CCSD59 may very well have the best digital media team in the country. The district makes this list not only because of their strong website design, but because of the beauty and value of their visual content. Their cinema-quality video has made its mark on the national stage already (if you haven't seen the Future Ready video yet, check it out here), while the "59 in :59" series celebrates the people that make up CCSD59's heart and soul. The natural integration of photography, video, and interactive design elements throughout the website make for a thoroughly enjoyable experience.

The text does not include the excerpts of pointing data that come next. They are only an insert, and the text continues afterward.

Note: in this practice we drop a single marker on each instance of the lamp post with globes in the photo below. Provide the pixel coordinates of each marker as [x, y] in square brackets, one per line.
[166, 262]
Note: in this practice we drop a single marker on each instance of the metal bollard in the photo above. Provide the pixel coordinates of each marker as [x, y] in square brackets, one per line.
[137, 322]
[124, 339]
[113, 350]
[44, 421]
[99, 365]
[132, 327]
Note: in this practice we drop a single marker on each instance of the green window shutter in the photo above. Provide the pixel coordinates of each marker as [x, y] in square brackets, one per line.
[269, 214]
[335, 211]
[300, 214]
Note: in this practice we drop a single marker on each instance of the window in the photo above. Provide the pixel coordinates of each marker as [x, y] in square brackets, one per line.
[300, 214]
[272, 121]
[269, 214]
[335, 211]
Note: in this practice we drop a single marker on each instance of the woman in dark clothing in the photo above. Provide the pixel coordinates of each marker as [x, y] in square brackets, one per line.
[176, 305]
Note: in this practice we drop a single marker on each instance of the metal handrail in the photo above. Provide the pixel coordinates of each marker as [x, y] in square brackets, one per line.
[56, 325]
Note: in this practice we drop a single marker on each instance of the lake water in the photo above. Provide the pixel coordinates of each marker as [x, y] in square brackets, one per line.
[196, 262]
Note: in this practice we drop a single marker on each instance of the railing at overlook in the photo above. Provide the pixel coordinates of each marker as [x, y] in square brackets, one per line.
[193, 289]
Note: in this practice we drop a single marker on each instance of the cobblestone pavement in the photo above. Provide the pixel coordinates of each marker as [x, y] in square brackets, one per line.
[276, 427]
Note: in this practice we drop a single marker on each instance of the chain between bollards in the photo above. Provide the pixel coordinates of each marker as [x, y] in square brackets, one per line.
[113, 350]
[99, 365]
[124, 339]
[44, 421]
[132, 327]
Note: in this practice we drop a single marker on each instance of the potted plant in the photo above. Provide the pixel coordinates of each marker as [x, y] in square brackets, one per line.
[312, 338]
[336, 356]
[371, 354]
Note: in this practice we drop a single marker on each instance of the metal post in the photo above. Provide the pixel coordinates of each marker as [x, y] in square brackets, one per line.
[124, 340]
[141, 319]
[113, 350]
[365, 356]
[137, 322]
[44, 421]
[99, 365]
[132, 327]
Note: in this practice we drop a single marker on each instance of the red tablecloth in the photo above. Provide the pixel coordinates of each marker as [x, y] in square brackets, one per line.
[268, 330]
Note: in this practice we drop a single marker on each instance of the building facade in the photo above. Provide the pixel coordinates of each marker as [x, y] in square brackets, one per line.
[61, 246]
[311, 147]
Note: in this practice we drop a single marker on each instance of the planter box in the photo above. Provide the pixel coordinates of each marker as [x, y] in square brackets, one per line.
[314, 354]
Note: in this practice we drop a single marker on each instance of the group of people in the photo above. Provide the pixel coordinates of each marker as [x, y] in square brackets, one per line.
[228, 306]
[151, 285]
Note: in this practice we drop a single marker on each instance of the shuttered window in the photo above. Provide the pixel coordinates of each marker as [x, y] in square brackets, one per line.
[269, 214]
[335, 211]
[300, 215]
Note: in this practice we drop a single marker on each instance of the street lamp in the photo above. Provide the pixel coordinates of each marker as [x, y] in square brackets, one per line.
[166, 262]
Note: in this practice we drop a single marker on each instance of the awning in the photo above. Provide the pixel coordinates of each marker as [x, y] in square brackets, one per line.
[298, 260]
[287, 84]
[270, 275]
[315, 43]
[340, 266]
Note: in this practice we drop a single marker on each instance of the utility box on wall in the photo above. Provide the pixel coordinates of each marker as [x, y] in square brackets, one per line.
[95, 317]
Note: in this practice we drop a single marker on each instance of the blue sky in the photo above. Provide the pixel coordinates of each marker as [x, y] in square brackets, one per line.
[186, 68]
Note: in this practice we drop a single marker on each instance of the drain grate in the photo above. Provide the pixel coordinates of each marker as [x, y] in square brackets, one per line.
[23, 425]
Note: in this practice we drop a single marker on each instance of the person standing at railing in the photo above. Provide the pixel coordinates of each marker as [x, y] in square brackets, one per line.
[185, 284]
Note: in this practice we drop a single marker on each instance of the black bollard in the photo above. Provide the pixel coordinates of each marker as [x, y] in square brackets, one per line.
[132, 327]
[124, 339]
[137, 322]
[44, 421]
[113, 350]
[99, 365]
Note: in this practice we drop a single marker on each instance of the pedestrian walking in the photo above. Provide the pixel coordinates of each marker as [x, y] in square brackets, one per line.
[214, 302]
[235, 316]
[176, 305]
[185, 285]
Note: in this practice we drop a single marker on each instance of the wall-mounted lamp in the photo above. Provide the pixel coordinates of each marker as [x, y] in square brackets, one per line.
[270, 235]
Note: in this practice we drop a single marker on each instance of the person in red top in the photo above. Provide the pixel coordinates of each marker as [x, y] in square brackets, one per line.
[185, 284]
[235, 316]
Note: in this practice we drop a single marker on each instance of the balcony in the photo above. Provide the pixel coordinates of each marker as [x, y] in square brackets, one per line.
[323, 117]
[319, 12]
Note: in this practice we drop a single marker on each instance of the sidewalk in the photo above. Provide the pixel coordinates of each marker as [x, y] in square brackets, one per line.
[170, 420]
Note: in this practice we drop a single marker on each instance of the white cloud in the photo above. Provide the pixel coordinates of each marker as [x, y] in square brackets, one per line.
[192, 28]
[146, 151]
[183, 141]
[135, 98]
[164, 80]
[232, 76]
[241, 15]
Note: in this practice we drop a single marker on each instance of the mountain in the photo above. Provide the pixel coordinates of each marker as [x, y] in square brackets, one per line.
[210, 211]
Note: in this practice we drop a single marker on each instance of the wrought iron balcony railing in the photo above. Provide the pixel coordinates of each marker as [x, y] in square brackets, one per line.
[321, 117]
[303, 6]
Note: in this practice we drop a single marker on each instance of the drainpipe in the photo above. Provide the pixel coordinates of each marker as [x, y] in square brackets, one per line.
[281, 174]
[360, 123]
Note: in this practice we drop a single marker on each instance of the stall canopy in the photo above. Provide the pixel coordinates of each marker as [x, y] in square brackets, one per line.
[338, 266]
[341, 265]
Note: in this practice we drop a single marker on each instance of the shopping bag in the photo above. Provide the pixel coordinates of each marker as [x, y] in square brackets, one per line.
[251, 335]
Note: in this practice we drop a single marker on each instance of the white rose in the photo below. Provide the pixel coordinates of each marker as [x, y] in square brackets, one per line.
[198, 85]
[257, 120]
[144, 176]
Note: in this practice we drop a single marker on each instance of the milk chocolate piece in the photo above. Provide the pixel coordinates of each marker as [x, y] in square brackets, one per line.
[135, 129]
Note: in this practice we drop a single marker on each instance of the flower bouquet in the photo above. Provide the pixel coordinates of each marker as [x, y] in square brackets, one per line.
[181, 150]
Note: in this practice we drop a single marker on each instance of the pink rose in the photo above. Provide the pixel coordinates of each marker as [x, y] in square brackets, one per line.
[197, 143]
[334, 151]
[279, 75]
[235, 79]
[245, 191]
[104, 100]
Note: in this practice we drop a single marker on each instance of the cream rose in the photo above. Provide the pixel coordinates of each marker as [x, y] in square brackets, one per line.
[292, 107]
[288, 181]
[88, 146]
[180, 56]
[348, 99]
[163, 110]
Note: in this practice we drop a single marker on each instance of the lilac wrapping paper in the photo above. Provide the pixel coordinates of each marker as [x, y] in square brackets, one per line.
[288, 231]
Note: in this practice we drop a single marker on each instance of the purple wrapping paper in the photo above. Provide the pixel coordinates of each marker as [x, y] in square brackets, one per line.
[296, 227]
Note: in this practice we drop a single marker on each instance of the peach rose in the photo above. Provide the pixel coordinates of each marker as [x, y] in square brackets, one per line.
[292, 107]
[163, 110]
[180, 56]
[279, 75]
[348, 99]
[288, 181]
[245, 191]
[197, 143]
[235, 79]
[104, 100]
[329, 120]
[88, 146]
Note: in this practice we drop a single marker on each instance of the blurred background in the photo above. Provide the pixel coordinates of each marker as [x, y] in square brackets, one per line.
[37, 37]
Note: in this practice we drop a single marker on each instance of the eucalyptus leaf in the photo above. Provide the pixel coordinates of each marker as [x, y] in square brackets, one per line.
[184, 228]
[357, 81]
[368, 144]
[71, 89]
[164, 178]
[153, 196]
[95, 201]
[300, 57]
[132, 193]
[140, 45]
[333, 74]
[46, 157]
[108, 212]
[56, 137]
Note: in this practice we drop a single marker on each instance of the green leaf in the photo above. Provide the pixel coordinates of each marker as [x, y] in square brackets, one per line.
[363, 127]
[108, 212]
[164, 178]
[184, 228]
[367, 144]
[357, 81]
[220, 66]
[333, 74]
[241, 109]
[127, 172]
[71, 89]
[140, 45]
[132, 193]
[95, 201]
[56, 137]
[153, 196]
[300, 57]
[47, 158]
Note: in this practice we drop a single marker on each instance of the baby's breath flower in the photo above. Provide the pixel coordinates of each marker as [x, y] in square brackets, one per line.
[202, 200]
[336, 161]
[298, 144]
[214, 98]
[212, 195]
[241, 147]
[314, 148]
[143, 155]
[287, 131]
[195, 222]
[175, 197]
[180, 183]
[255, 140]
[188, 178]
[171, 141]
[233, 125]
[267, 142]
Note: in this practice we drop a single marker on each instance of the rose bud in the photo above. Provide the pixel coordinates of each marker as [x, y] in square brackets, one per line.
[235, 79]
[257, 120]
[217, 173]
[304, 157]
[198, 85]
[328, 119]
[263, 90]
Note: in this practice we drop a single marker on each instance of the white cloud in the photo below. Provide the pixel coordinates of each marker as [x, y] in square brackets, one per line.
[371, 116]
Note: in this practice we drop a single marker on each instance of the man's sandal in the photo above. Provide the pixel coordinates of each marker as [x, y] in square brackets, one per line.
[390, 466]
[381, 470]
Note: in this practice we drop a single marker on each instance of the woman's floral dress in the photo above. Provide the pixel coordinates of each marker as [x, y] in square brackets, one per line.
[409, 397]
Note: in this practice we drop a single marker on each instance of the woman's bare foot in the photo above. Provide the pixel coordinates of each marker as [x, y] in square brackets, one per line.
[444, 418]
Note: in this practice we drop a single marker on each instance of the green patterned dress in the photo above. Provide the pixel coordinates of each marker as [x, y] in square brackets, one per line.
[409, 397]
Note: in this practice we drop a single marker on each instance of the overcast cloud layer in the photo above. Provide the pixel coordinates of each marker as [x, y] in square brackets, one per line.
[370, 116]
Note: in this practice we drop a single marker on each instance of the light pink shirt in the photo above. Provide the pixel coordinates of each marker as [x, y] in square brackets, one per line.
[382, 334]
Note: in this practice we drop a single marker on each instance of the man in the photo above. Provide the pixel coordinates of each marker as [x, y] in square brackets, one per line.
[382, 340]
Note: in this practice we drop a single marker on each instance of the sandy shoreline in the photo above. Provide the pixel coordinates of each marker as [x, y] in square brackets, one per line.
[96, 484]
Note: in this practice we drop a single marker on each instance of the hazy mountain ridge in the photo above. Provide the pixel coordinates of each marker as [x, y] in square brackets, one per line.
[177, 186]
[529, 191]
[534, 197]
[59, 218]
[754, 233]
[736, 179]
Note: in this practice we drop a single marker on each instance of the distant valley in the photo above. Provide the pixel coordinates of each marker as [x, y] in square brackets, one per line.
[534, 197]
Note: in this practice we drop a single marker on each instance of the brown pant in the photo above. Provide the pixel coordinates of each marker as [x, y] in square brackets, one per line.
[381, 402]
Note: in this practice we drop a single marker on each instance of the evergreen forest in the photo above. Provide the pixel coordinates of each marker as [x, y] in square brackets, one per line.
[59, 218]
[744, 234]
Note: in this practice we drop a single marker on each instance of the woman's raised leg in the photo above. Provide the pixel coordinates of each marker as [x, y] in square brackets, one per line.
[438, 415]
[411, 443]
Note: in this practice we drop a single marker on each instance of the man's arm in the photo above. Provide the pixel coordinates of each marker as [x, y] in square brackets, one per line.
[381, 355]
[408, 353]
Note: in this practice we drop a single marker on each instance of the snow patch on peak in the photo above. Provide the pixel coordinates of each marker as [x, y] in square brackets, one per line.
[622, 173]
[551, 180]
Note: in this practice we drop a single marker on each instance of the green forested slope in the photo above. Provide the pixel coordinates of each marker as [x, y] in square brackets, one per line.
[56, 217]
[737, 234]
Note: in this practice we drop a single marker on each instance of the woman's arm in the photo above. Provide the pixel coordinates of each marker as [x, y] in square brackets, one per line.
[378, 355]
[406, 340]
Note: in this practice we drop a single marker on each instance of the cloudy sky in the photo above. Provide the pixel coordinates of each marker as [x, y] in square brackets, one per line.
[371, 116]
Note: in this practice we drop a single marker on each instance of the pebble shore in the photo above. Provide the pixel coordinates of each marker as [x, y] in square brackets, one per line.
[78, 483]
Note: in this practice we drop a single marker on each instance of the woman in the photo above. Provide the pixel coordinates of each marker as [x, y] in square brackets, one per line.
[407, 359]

Derby Public Schools stood out as one of the few districts to include a direct acknowledgement of the "Future Families" audience segment. While other districts provide a basic "About Us" page, Derby's simple act of personalizing the experience makes a difference in how it's perceived. The quick links stuck to the right side of the screen are a unique element that allows this district to save space in its menu while providing one-click access to key destinations.
We have previously featured Garland ISD's outstanding work in the realm of parent engagement, and their website is a testament to the commitment they've made in that area. In fact, the very first link a visitor sees in the district's menu is titled "For Parents." You can tell a lot about an organization's priorities by looking at their home page. A diverse selection of quick links and a slick, card-based design for content delivery make it easy for any of GISD's web visitors to find what they're looking for.
For a non-traditional school system, messaging and awareness are even more important than they are for a typical public school district. LCTI blends some strong navigational elements for its community with a multimedia promotional section for those doing their research before enrollment. This website clearly demonstrates the benefits of CTE while incorporating LCTI's culture and personality in a branding effort that works.
Little Falls makes white space look good. This elegant website is free of the clutter most districts get when trying to present too much information. Little Falls avoids that trap by keeping things simple and above the fold wherever possible. It was nice to see the announcement of Little Falls' top workplace award featured in the rotating banner at the top of the home page. This is yet another example of how your organization's culture and priorities should be reflected on your home page. Little Falls already looks like a fun place to work, before I've even clicked on anything.
Oak Ridge was the only district I stumbled upon that used a looping video in place of a static image or rotating banner at the top of its home page. The effect is brilliant. After we've had a chance to take in the moving combination of arts and science at the very top, we scroll down to find a short text paragraph that supplements what we've just seen with a clear, concise, and unique picture of the district's mission. It's a classic elevator pitch with a healthy dose of culture, and it sets the tone for everything that follows.
The SCPS website is a marvel on any device, but its intuitive design makes for an especially pleasant experience at the mobile level. The "I Want To" menu option is an indicator that the webmaster understands the district's audience and has done the research to identify the most popular destinations.
Instead of the traditional drop-down menus for granular links, SCPS offers landing pages by persona, then presents relevant content in an engaging and orderly fashion. In terms of pure navigation experience, Seminole County Public Schools is the gold standard.
Vancouver Public Schools rounds out our list on the strength of its content and superintendent's corner. Dr. Steven Webb, a finalist for National Superintendent of the Year in 2016, does more than just talk about engaging with his district community. From a 53-episode podcast series called "Webb eNews," to an engaging "On the Job with Steve" video (with 55,000 views!) that follows Dr. Webb's journey through a day of teaching kindergarten, it's clear that this is a district where culture is driven from the very highest levels of leadership.
Your superintendent is the face of your district - if transparency and communication are a priority, he or she should carve out a prominent corner of your website and keep it updated with new content on a regular basis.
The benefits of a website redesign are many, the risks small. No matter what your site looks like now, all it takes is a little commitment to transform your web presence from one that turns people away to one that offers a more accurate reflection of what your district really stands for. Build your brand and show your community that you're committed to delivering a better experience.